Topological atlas of the Kowalevski--Yehia gyrostat: analytical results and topological analysis
Mikhail P. Kharlamov, Pavel E. Ryabov, Irina I. Kharlamova, Alexander, Yu. Savushkin, Evgeniy G. Shvedov
TL;DR
This paper reviews fifty years of research on the integrable motion of a heavy gyrostat of Kowalevski type, providing rigorous proofs and correcting previous inaccuracies in its topological analysis.
Contribution
It offers a comprehensive and rigorous topological analysis of the Kowalevski--Yehia gyrostat problem, fixing past errors and consolidating known results.
Findings
Confirmed the complete integrability of the problem.

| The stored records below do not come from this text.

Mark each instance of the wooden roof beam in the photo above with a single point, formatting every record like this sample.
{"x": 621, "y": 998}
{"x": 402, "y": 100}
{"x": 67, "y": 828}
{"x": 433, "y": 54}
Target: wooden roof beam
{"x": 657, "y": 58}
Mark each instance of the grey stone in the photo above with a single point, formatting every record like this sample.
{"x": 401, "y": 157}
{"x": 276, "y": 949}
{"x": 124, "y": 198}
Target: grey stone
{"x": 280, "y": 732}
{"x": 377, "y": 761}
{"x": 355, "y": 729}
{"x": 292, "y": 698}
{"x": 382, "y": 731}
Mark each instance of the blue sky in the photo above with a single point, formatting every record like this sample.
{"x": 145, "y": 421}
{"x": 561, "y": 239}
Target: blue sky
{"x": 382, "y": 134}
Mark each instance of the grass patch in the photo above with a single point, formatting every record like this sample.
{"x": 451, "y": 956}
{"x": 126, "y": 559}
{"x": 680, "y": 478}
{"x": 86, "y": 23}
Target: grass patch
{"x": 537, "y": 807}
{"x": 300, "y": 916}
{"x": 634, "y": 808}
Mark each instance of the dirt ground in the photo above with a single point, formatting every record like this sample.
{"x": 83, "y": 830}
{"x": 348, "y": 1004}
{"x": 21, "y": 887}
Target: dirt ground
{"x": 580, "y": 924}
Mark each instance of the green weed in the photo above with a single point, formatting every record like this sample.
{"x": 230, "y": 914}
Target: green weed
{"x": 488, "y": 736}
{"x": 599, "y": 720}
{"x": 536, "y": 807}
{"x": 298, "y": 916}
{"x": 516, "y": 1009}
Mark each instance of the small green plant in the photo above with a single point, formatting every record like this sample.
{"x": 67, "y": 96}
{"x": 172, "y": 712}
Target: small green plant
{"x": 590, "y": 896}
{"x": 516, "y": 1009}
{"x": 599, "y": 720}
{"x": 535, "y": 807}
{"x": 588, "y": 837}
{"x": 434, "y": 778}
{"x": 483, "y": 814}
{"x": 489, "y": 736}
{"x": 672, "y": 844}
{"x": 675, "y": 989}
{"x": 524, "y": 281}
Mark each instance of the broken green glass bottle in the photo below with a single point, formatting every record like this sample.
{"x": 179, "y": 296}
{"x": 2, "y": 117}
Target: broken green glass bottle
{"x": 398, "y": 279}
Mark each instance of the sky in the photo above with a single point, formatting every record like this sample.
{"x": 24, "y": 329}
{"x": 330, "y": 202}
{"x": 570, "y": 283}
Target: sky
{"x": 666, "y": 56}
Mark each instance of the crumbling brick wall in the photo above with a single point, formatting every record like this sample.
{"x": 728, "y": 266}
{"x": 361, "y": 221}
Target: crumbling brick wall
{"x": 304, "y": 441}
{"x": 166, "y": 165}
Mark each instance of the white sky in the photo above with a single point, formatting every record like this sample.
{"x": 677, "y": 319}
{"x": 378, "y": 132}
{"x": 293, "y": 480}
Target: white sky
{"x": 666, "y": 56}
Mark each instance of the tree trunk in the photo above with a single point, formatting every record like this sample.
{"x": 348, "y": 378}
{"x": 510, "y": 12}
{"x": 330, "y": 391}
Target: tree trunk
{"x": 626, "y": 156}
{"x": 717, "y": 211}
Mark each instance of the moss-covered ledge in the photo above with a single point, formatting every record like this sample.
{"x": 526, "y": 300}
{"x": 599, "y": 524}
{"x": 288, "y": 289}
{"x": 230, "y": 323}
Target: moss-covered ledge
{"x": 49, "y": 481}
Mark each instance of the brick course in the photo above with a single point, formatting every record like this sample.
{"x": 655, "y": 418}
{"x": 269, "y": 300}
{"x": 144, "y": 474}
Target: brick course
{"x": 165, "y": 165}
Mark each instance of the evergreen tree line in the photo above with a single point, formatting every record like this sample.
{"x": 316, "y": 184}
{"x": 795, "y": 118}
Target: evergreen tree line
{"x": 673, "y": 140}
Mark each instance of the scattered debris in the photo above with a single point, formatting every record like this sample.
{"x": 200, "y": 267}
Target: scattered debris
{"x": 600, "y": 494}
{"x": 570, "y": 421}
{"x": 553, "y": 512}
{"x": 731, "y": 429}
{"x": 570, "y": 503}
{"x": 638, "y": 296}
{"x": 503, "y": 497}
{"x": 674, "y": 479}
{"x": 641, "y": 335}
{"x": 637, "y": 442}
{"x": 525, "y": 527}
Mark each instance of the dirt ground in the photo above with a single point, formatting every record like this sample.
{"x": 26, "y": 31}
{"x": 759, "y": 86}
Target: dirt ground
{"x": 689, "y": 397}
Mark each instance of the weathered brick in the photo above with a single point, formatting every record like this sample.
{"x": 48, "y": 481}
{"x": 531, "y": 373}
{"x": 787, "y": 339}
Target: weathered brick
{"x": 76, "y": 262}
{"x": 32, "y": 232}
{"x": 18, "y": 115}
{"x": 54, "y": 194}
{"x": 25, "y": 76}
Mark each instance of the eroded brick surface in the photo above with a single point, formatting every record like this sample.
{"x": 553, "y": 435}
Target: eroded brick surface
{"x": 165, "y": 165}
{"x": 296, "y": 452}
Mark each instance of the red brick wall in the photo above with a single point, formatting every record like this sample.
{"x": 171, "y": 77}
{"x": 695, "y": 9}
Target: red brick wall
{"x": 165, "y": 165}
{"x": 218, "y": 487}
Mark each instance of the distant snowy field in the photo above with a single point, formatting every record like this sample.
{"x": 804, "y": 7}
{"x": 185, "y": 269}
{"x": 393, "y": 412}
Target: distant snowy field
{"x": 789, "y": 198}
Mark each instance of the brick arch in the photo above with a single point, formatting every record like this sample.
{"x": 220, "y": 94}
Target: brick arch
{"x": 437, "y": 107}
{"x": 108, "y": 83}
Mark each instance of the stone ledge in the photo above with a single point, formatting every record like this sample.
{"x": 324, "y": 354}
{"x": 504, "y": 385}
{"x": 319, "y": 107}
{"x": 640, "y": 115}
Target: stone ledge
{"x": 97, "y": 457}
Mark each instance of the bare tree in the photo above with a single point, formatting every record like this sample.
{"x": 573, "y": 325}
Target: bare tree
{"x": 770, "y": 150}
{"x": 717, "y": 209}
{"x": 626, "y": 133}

Provided rigorous proofs of qualitative analysis.
Corrected previous inaccuracies in topological results.
Abstract
We present a review of the results obtained during the last fifty years in the problem of the motion of a heavy gyrostat under the conditions of the Kowalevski type. Hamad M. Yehia in 1986 has proved that the problem is complete integrable. Since then, a lot of works were devoted to different aspects of integrating this problem and of its topological investigation. The main idea of this work is to prove strictly all the facts of qualitative analysis and to fix different mistakes and inaccuracies. The work was supported by the grants of the RFBR No. 10-01-00043, 10-01-97001, 13-01-97025, and 14-01-00119.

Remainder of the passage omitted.